Stories have been rolling out of Texas since the film portion of the South By Southwest  festival kicked off on March 13 and will continue to do so for weeks after the music portion's end on March 22. New bands, old bands, new-old bands -- so much happens down in Austin this time of year, the sheer volume of stories becomes a blur.

Except this one.

Glenn Peoples reports in Billboard that the U.S. State Department arranged and funded a SXSW showcase for Pakistani musicians. Peoples quotes Jennifer McAndrew -- an Austin native who was working at the U.S. embassy in Pakistan:

"I was in Islamabad, meeting all these artists and seeing how they really struggled to find places to perform, struggled to produce music when there's very few intellectual property rights protections there. So we wanted to help them make this connection."

As hard as this is to admit, I'd never considered the possibility that Pakistan has a music scene. My perception of Pakistan is comprised of turbulent headlines and heated political rhetoric, a barren desert filled with angry, screaming people. That's the problem with letting headlines shape one's worldview.

The article led me to the band Khumariyaan, which led to this amazing clip:

In just a little less than five minutes, the world got a little smaller and mine got a little bigger. That's the power of music.

Of all the popular arts, music lends itself best to cultural exchange. Books and movies must be translated in order to leap cultural barriers, and painting and dance fall more into the fine art category. Music more than any other media personifies Marshall McLuhan's famous adage that "the medium is the message."

Take the great Françoise Hardy, for example. My French is limited to the minimum required by my university, but I can listen to Hardy all day (and I do). Given that she never recorded a song entitled "Où Est la Bibliotheque," I shouldn't be able to understand one of her songs, yet I get them all because the music carries the meaning.

I may not have the same degree of cultural epiphany listening to French pop as I do enjoying Khumariyaan, but I still learn a little something.

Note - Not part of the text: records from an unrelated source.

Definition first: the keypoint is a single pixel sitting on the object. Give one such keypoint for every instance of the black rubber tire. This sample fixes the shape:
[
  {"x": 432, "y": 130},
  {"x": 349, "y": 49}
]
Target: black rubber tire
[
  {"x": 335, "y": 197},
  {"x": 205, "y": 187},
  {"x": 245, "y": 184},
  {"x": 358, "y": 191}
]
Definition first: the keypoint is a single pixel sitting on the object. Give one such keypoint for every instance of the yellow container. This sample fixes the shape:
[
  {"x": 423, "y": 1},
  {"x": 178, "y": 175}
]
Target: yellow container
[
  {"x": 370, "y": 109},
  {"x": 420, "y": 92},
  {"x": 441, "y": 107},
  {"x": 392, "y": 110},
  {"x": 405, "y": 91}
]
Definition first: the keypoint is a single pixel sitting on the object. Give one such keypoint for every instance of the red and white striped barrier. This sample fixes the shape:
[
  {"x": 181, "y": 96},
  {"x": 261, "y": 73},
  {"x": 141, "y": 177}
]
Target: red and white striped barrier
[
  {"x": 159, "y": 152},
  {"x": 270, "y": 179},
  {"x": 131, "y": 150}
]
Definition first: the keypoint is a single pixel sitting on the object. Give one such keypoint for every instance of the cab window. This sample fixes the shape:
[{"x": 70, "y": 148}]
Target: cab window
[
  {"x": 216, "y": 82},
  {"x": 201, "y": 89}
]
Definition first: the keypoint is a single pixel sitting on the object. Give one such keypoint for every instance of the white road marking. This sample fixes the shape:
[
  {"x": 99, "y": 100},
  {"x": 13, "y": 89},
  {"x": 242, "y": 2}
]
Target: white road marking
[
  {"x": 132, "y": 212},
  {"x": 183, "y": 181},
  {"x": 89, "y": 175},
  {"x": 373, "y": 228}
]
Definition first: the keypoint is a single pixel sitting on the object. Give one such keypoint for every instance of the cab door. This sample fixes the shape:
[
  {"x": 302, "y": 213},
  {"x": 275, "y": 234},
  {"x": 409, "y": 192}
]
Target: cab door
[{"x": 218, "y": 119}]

I view the world through an American lens, which leads to a tendency to think of our pop culture is global pop culture -- that everyone everywhere listens to what we do. Taking my ears to France for a little bit is a nice reminder that it's not all about us.

We do think that, though. It's all about us to such a degree that once we've incorporated artists into our musical culture they are ours, regardless of their national heritage. Bob Marley isn't Jamaican so much as he is the nation of Bob Marley, for example. The Beatles and the Rolling Stones may have started as British invasion bands, but they're as woven into our cultural fabric as any homegrown artists.

Sometimes we accept the curious cargo of musicians from other countries more readily than we accept the artists themselves. Led Zeppelin brought a lot of Moroccan influence into rock and roll, but I can't name a single Moroccan band. The sitar was ubiquitous during the first wave of psychedelia, but few Americans can name an Indian musician other than Ravi Shankar. So it is with the early German adopters of electronic keyboards. Bands like Can, Neu! and Tangerine Dream blazed a musical trail that we'd eventually embrace as synthpop, but those names are know mostly to fans of  krautrock. Even Kraftwerk, the most influential band in the genre, doesn't enjoy popularity in this country proportional to their massive influence.

If reducing Pakistan to a few bleak headlines is a risk, equally dangerous is the temptation to paint an entire country with the broad brush of the one musical style we know. For years, all of Sweden looked and sounded like ABBA, now the pendulum has swung toward death metal. I certainly hope the rest of the world doesn't think all Americans are Miley Cyrus, but they might.

After all, music has been an essential American export for decades, its tropes adopted in countries with which we share little or no cultural commonality. The Nippon Girls compilations provide a record of what our '60s pop and R&B sounded like to Japanese musicians. Akiko Wada's "Boy & Girl" is a great example.

As risky as it is to think we know Sweden because we can sing along with "Dancing Queen," equally risky when exploring music of other cultures is taking a kind of noble savage attitude. Sometimes we approach music from around the globe as if we are cultural anthropologists documenting the curious sounds of the funny foreigners. Though well-intentioned, much of the world music genre that popped up in the '80s had that sensibility, like we were wandering through some musical zoo, admiring the wildlife.

Music expands my boundaries, but just like newspaper headlines I need to be careful what conclusions I reach. Nick Cave doesn't speak for all of Australia, nor does all of New Zealand fit neatly into a Flight of the Conchords song. Germany is neither Scorpions nor krautrock, and Ireland is much more diverse than U2's catalog. France may not be Françoise, but that won't stop me from listening to her obsessively. So Khumariyaan probably isn't any more representative of the average Pakistani than Miley is of the average American, but thanks to their music, I have a view into their country that I'd never get from the news. If that doesn't demonstrate why music matters, I don't know what does.